Baguio City-based artist Kawayan de Guia produces drawings, paintings, sculpture and installations that explore sociopolitical issues in contemporary Filipino society. The artist fuses seemingly opposing ideas, such as consumerism and spiritualism, into collages and assembled installations made from found objects that embody local character. Although broken and discarded, these miscellaneous items are imbued with personal significance—something de Guia perceives as part of a cultural collective memory, which he aims to galvanize and reactivate through his work. De Guia has completed several residencies, including at the Art Omi International Center in Ghent, New York.

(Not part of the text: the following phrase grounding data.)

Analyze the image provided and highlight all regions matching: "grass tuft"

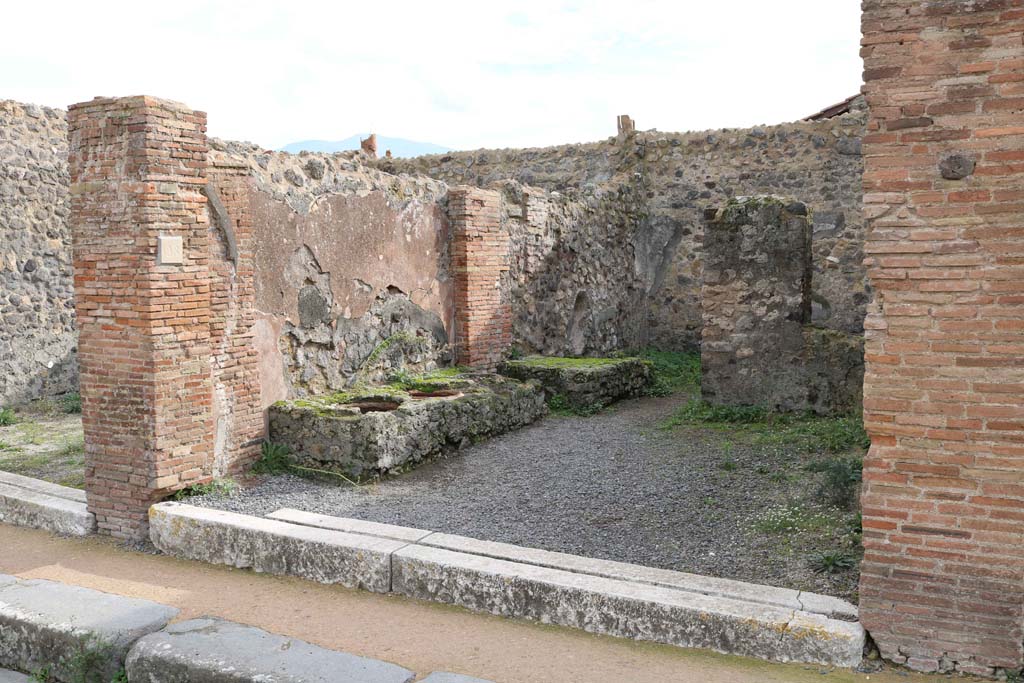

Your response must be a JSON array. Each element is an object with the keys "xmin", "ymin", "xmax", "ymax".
[
  {"xmin": 172, "ymin": 478, "xmax": 238, "ymax": 500},
  {"xmin": 0, "ymin": 407, "xmax": 16, "ymax": 426},
  {"xmin": 662, "ymin": 399, "xmax": 869, "ymax": 454},
  {"xmin": 808, "ymin": 550, "xmax": 857, "ymax": 574}
]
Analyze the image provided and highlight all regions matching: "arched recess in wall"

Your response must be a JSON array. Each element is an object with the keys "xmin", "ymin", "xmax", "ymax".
[{"xmin": 566, "ymin": 291, "xmax": 592, "ymax": 356}]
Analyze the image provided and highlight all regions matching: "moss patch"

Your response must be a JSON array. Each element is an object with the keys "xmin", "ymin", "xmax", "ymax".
[{"xmin": 504, "ymin": 355, "xmax": 634, "ymax": 370}]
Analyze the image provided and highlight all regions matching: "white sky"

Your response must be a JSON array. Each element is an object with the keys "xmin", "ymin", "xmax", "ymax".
[{"xmin": 2, "ymin": 1, "xmax": 863, "ymax": 151}]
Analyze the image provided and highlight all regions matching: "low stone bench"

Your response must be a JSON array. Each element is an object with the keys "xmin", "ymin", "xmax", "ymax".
[
  {"xmin": 0, "ymin": 574, "xmax": 177, "ymax": 681},
  {"xmin": 125, "ymin": 617, "xmax": 416, "ymax": 683},
  {"xmin": 269, "ymin": 374, "xmax": 546, "ymax": 480},
  {"xmin": 0, "ymin": 471, "xmax": 95, "ymax": 536},
  {"xmin": 498, "ymin": 356, "xmax": 651, "ymax": 411}
]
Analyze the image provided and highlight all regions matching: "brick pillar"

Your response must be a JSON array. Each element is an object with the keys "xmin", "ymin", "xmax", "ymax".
[
  {"xmin": 701, "ymin": 197, "xmax": 812, "ymax": 410},
  {"xmin": 68, "ymin": 97, "xmax": 214, "ymax": 540},
  {"xmin": 860, "ymin": 1, "xmax": 1024, "ymax": 676},
  {"xmin": 207, "ymin": 153, "xmax": 264, "ymax": 476},
  {"xmin": 449, "ymin": 186, "xmax": 511, "ymax": 369}
]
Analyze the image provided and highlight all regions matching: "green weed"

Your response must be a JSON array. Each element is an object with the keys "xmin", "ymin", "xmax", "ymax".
[
  {"xmin": 662, "ymin": 399, "xmax": 869, "ymax": 454},
  {"xmin": 0, "ymin": 407, "xmax": 16, "ymax": 426},
  {"xmin": 61, "ymin": 392, "xmax": 82, "ymax": 414},
  {"xmin": 172, "ymin": 478, "xmax": 238, "ymax": 500},
  {"xmin": 753, "ymin": 504, "xmax": 838, "ymax": 535},
  {"xmin": 807, "ymin": 456, "xmax": 863, "ymax": 508},
  {"xmin": 808, "ymin": 550, "xmax": 857, "ymax": 574},
  {"xmin": 640, "ymin": 348, "xmax": 701, "ymax": 396},
  {"xmin": 252, "ymin": 441, "xmax": 293, "ymax": 475}
]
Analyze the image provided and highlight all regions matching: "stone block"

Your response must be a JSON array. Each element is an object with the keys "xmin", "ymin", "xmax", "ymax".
[
  {"xmin": 267, "ymin": 509, "xmax": 432, "ymax": 543},
  {"xmin": 0, "ymin": 669, "xmax": 29, "ymax": 683},
  {"xmin": 0, "ymin": 576, "xmax": 178, "ymax": 682},
  {"xmin": 148, "ymin": 503, "xmax": 403, "ymax": 592},
  {"xmin": 498, "ymin": 356, "xmax": 651, "ymax": 410},
  {"xmin": 0, "ymin": 478, "xmax": 95, "ymax": 537},
  {"xmin": 392, "ymin": 544, "xmax": 864, "ymax": 668},
  {"xmin": 125, "ymin": 617, "xmax": 415, "ymax": 683},
  {"xmin": 0, "ymin": 472, "xmax": 86, "ymax": 504},
  {"xmin": 419, "ymin": 532, "xmax": 858, "ymax": 621}
]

He received the Philip Morris Asian Art Award in 2003 and the Ateneo Art Award for Visual Art, Manila, in 2011.
Victor Balanon is a self-taught artist based in Quezon City, who finds inspiration in photography, film, literature and critical theory, as well as popular media, such as graphic novels and punk music. He employs a variety of media in his practice, from pen and ink to painting and video. Balanon uses video to explore concepts of place and time. His work often examines the nature of man’s personal and collective memory by reimagining moments mined from old news reels and iconic movies—especially those by filmmakers who challenged conventional norms of storytelling, such as Andrei Tarkovsky, Robert Bresson and Michelangelo Antonioni. Balanon has exhibited extensively, including at the Jewish Museum, New York; the Singapore Art Museum; the Kaohsiung Museum of Fine Arts, Taiwan; and the National Art Gallery, Manila.
Manila-based artist MM Yu produces semi-autobiographical photography and paintings that offer a kind of contemporary mapping of the world she inhabits. In her painting practice, Yu explores themes of structure and organization through abstractions of color, experimenting with the effects of gravity through both deliberate and random applications of pigment. With her photography, Yu’s subjects are often people and objects she comes across locally, from a mountain of discarded shopping carts abandoned along the roadside, to makeshift street shelters fashioned from dirty mattresses. Some might think such seedy vignettes would result in a bleak characterization of the urban experience, but through the artist’s lens, these isolated moments are transformed into colorful and capricious odes to Manila.
The design cooperative known as Broke explores the nature of both object and artist. Led by Jeremy Guiab and Gary Ross Pastrana, the collective examines the process of producing art with a playful approach, from investigating how objects come to be, to looking into the artist’s psyche for insight into the creative process. In addition to producing their own work, which is often constructed from reclaimed materials found in and around Manila, Broke functions as an ideas laboratory that brings together artists, designers and fabricators. The collaborative serves as a uniquely conceptual feature of their Manila-based furniture-fabrication company Bespoke, which takes an integrated approach to design and art.